As Good as Her Words

Winter 2020

Screenwriter Karen Bloch Morse ’95 has had more than two decades of success in Hollywood.

Karen Morse in front of the Hollywood sign

The Valentine’s Day gift that screenwriter Karen Bloch Morse ’95 received last year didn’t fit in the typical red-foil heart-shaped box. On that day, Morse’s pitch for a TV movie titled Same Time, Next Christmas was picked up for development. “It is unusual to pitch and sell something in the same day,” Morse says. “It was fantastic.”

And a bit terrifying, too: She’d have to speed-write the script to meet rigid Christmas production schedules. “Deadlines are typically flexible,” she says, “but there’s no postponing Christmas.” 

Fortunately, Morse thrives under deadlines. She delivered a polished script
in two weeks instead of the typical 10. The project was greenlighted for filming in May, and in August she flew to work on set in Oahu. 

After 24 years in Hollywood, Morse knows the rhythms of the screenwriting business well enough to relish such glamorous moments and on-screen successes when they come. “A lot of your work as a screenwriter never makes it to the screen,” she says. “So many things are out of your control. The only thing you can control is your own productivity and writing.”    

When she entered Colgate, Morse thought she had the script for her professional life nailed down. She would become a lawyer, like her father. She enjoyed creative writing, and even attended a private high school in Maryland known for its writing program. “But it never occurred to me that writing was a job,” she says.
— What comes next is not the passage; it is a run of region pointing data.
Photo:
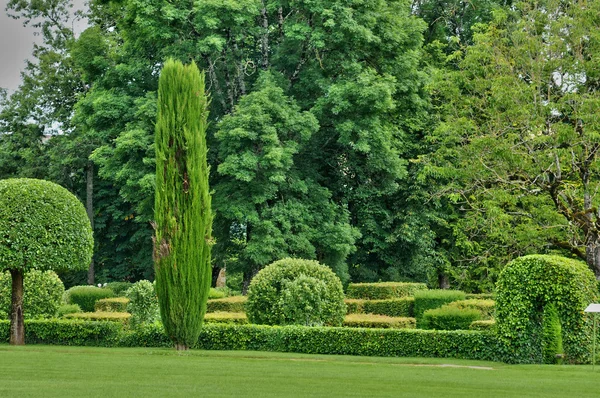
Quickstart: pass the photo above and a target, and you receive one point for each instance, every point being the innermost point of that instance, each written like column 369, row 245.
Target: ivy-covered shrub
column 431, row 299
column 67, row 309
column 42, row 294
column 379, row 321
column 525, row 287
column 86, row 296
column 238, row 318
column 449, row 318
column 227, row 304
column 293, row 291
column 143, row 303
column 485, row 307
column 119, row 288
column 552, row 349
column 383, row 290
column 113, row 304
Then she met literature professor Fred Busch — and her script changed. She launched herself into writing classes, including a playwriting course, and in her senior year penned a play that won Colgate’s creative arts competition. Busch and her parents encouraged her to pursue a writing career.   

In 1995, Morse graduated and moved to Hollywood, initially working for fellow Colgate alumnus John Romano ’70, and then cutting her teeth as a script coordinator on the blockbuster TV show Dawson’s Creek. She segued into screenwriting, working on rewrites and feature scripts for such studios as Sony, Disney, and Universal. “The challenge of screenwriting is you have to hit all of your beats, deliver all of your information as visually as possible, and get all of the emotions into the movie in a finite period of time,” she explains. “You know that somewhere between 105 and 120 pages, you have to type, ‘The End.’”

Her first produced film was the 2008 dance movie Center Stage: Turn it Up, followed by the 2010 remake of Ice Castles. “The challenge of a remake is that you want to be respectful of the original film while modernizing the dialogue and setting,” Morse says. Feathered hair was out; cell phones were in.

Morse’s 2016 movie for the American Girl franchise, Lea to the Rescue, hit right as her two daughters were major fans of the company. “For a year, I was the coolest mom at their elementary school,” she says. 

Same Time, Next Christmas aired on ABC Dec. 5. Glee star Lea Michele and Younger actor Charles Michael Davis play childhood sweethearts who reunite and rekindle their romance years later at the same Hawaiian resort where their families vacationed.  

“Being on set is invigorating,” Morse says. “It’s an exciting challenge to write on the fly as things change. And when you hear your words come to life, there is nothing cooler for a writer. It’s exhilarating.” 

As for what the future holds for Morse, she has a feature film, Daughter of the Bride, shooting this spring. And it turns out that her title Same Time, Next Christmas was prophetic: She has just signed on to do another movie for ABC, for next Christmas.